Es gibt
verschiedene Formen von Kalkulationsmodellen, mit denen in einer Arbeitsgruppe
„AG Kalkulation“ der Vertragskommission (VK SGB XII) die pauschalen
Fortschreibungssätze erarbeitet werden. Im ersten Teil dieser Mini-Serie wurde beschrieben,
wie auf einfache Weise ein Kompromiss erzielt werden kann. Im jetzigen zweiten
Teil habe ich die Parameter verändert, um aufzuzeigen, wo die Grenzen des
Kalkulationsmodells liegen. Im dritten Teil folgen dann die Kritik und Fazit.

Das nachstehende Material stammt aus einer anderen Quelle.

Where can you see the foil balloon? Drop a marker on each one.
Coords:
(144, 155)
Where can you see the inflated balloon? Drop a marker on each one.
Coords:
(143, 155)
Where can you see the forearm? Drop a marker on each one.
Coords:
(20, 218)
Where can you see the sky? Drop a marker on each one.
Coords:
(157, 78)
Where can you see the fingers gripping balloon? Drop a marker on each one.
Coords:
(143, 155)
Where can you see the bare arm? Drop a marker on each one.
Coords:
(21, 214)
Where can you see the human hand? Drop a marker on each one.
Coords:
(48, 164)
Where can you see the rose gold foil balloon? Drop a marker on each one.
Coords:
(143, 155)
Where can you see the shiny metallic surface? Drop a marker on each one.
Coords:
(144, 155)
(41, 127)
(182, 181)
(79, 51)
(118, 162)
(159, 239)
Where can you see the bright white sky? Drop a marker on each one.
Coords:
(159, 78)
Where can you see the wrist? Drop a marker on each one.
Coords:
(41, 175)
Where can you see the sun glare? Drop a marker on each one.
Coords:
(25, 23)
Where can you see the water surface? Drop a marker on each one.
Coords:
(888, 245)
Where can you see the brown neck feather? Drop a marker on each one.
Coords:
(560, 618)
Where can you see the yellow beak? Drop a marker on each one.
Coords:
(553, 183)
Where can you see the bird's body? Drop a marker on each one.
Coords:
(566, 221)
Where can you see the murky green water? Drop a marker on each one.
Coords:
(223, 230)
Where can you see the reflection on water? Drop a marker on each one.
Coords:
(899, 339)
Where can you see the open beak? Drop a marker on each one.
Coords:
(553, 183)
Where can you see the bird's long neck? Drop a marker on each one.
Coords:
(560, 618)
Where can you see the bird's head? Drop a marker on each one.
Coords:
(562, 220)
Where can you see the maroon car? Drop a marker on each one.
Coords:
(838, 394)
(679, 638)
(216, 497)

Im ersten Teil dieser Mini-Serie hatte eine „AG
Kalkulation“ (Arbeitsgruppe, Arbeitskreis) einen Auftrag aus der „VK SGB XII“
(Vertragskommission), einen Interessenausgleich zu finden. Vorrangig ging es um
die Einführung einer neuen Leistungsstufe (oder Hilfebedarfsgruppe), bei der
die Seite der Leistungsträger eine Reduzierung des Gesamtbudgets erwartete (5
%). Dagegen verlangte die Seite der Leistungserbringer, dass zuerst einmal der
Kostenanstieg refinanziert wird (6 %). Beide Seiten sahen dennoch die Notwendigkeit,
eine differenzierte Ausgestaltung von Leistungsformen zu vereinbaren.

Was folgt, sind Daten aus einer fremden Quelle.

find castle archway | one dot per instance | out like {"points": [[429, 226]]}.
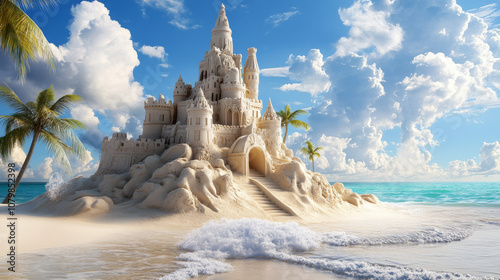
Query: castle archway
{"points": [[257, 160], [236, 119], [229, 117]]}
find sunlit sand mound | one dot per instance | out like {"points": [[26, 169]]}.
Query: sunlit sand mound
{"points": [[182, 180]]}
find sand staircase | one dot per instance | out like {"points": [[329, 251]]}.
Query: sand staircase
{"points": [[260, 197]]}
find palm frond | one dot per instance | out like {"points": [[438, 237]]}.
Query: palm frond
{"points": [[9, 140], [60, 150], [12, 100], [32, 3], [21, 37], [45, 98], [300, 124]]}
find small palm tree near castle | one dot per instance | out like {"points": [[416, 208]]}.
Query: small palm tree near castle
{"points": [[311, 151], [289, 117], [41, 120], [20, 36]]}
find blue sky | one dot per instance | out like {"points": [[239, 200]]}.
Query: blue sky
{"points": [[395, 90]]}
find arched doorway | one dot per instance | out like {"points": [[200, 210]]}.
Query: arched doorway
{"points": [[257, 160], [229, 120], [236, 119]]}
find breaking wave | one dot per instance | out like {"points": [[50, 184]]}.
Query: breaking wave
{"points": [[217, 241], [426, 236]]}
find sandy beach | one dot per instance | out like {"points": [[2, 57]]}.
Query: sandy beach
{"points": [[145, 245]]}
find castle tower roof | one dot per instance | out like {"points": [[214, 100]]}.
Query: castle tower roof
{"points": [[270, 114], [222, 23], [200, 101], [251, 63]]}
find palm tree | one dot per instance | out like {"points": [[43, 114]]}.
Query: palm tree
{"points": [[20, 36], [40, 119], [311, 151], [288, 117]]}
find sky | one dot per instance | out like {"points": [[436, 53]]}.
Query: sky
{"points": [[394, 90]]}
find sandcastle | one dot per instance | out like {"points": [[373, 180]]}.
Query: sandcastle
{"points": [[210, 150]]}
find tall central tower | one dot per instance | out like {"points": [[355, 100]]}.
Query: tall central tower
{"points": [[221, 34]]}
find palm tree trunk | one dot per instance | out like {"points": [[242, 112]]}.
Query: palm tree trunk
{"points": [[23, 168], [286, 132]]}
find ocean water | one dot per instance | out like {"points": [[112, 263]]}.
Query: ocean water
{"points": [[25, 191], [441, 231]]}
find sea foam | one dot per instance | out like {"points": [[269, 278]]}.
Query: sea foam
{"points": [[55, 186], [246, 238], [425, 236]]}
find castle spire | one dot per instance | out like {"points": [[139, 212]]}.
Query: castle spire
{"points": [[221, 33], [251, 77]]}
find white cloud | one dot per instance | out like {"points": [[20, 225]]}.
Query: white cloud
{"points": [[97, 63], [275, 72], [279, 18], [44, 170], [488, 13], [446, 64], [369, 28], [174, 8], [153, 51], [308, 70]]}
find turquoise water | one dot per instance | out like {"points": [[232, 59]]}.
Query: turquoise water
{"points": [[451, 194], [26, 191]]}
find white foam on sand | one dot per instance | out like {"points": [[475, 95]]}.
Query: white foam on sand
{"points": [[55, 186], [253, 238], [425, 236]]}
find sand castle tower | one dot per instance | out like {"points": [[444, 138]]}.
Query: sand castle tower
{"points": [[251, 74], [221, 33], [158, 113], [180, 91], [199, 117], [270, 124]]}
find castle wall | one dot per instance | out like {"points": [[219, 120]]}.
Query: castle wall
{"points": [[225, 135], [118, 154]]}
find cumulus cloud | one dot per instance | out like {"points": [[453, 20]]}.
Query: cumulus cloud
{"points": [[153, 51], [308, 71], [488, 13], [401, 67], [369, 28], [279, 18], [275, 72], [97, 63], [175, 9]]}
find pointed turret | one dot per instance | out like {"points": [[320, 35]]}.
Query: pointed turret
{"points": [[221, 34], [199, 115], [200, 101], [251, 74], [270, 114], [180, 91], [271, 123]]}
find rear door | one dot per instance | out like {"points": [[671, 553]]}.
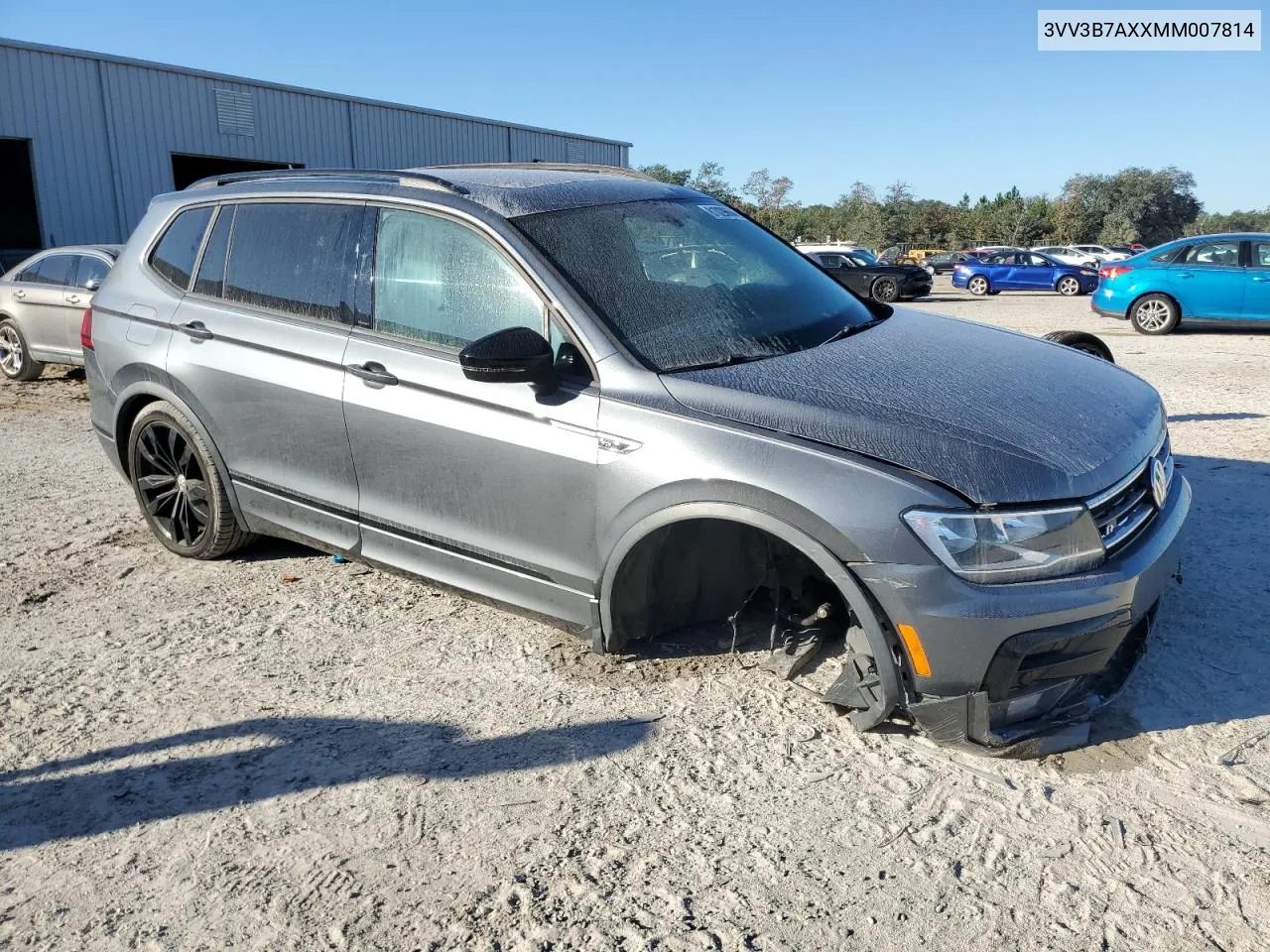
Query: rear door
{"points": [[258, 353], [1038, 273], [1256, 290], [485, 486], [1207, 281]]}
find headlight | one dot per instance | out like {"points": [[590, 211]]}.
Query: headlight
{"points": [[1010, 546]]}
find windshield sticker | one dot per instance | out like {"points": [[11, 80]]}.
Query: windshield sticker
{"points": [[719, 211]]}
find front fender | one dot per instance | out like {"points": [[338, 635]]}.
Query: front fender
{"points": [[880, 643]]}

Um nun beiden Seiten gerecht zu werden, erarbeitete die
AG Kalkulation ein simples Kompromiss-Modell, dessen Ergebnis als
Beschlussvorlage zurück zur VK gelangen sollte.
Soweit so gut.
Doch was für ein Ergebnis erhält man, wenn statt eines
Anteils von 5 % für niedrigschwellige Leistungen ein Anteil von 20 % anzusetzen
ist; also wie ändern sich dann die Zahlen?
Neues Beispiel:
Ausgangspunkt ist zuerst einmal ein Verständnis für die
Belange der anderen Seite und Konsens. Differenzierte Leistungsformen werden
allgemein als eine notwendige Erweiterung des Angebotes betrachtet, um
personenzentrierte, bedarfsdeckende Leistungen zu erbringen. Die Steigerung der
Kosten um 6 % wird als unausweichlich und angemessen angesehen, so dass an
dieser Stelle ebenfalls kein weiterer Bedarf an Erläuterungen besteht. Von daher
beschließen beide Seiten, dass zwei Budgets im Umfange von 80 % für die
fachpädagogischen Leistungen und 20 % für die niedrigschwelligen Leistungen
gebildet werden.
Rechnerisch ergibt sich bei einem Anteil der
niedrigschwelligen Leistungen am Gesamtbudget von 20 % eine Reduzierung des
Budgets um 15 %, sofern weiterhin ¼ des bisherigen Stundensatzes für diese
niedrigschwelligen Leistungen anzusetzen ist. Dabei spielt es zuerst einmal
keine Rolle, ob man die verlangte Anhebung um 6 % vorher oder nachher berechnet
– 85 Prozentpunkte mal Faktor 1,06 sind nun mal identisch mit 106
Prozentpunkten mal Faktor 0,85.
Doch eine Aufteilung, die sich rein anhand der
Bewilligungen orientiert, d.h. im Verhältnis 80:20 erfolgt, berücksichtigt
nicht den tatsächlichen Ressourcen-Einsatz. Von daher muss ein Angebot der
Leistungsträger, das Teil-Budget von 80 Prozentpunkten um den Faktor 1,06
anzuheben auf 84,80 Prozentpunkte zurückgewiesen werden. Erst wenn man Klarheit
darüber hat, wie sich die Kosten bei dem geänderten Ressourcen-Einsatz ergeben,
dürfen die Verhandlungen weitergeführt werden.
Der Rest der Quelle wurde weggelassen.